You Are What You Train On: Creating Robust Natural Language Interfaces

Talk
Jonathan Kummerfeld
Talk Series: 
Time: 
02.15.2021 13:00 to 14:00

Natural Language Interfaces like Siri and Alexa help people do things more efficiently, but they are brittle, unable to handle the full range of ways people naturally express themselves. Each of their actions is manually defined by developers, with limited ability to compose actions to make more sophisticated ones. The choice of action is made by a statistical model that is limited by the range of data seen in training. Despite steady progress in the accuracy of these systems, the true scope of remaining challenges has been obscured by the way researchers collect and prepare data.In this talk, I will describe two of my projects that have revealed previously unknown limitations of natural language interfaces and ways to address them.
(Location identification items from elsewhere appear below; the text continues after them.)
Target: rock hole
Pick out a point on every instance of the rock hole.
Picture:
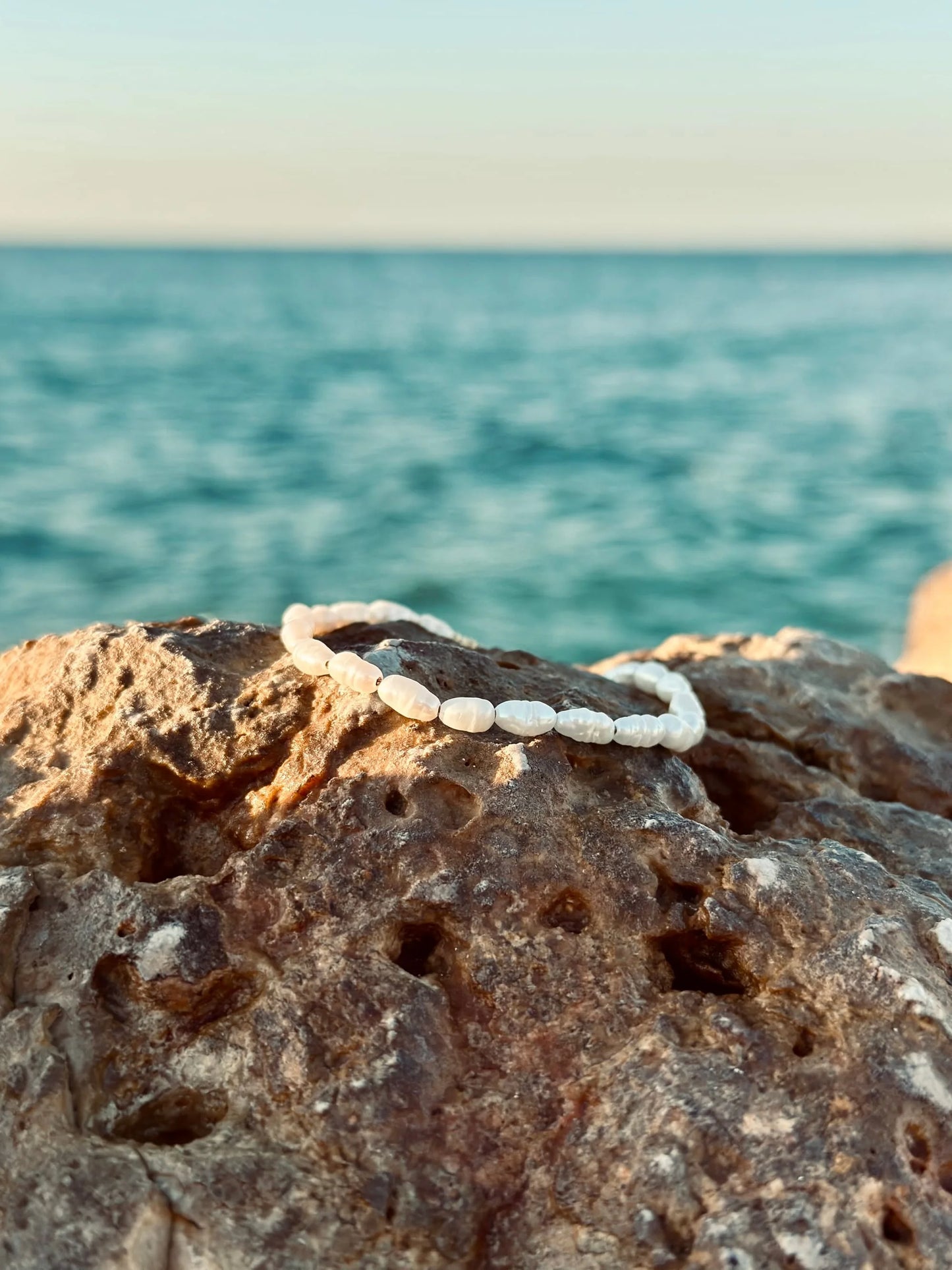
(395, 803)
(174, 1118)
(745, 807)
(805, 1043)
(569, 912)
(919, 1152)
(668, 893)
(419, 944)
(447, 803)
(702, 963)
(895, 1228)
First, I will show that systems for converting questions to SQL queries have limited generalizability beyond examples seen in training (ACL 2018). I propose a new model and a new way to split data into training and test sets that explore this challenge. Second, I will show that standard crowd-worker data collection processes miss the long and heavy tail of ways people speak (ACL 2017). I propose an outlier-based data collection workflow (NAACL 2019), and a complementary taboo list workflow (EMNLP 2020), that improve data diversity and reduce the cost of data cleaning. I will conclude by outlining a research agenda for fundamentally changing the capabilities of these systems. Today we use these systems to do simple tasks, e.g. “start a 5 minute timer”. My work will enable systems to do complex tasks as part of applications, e.g. “Plot population over the last 2000 years with a trend line only and a log scale on the y-axis”.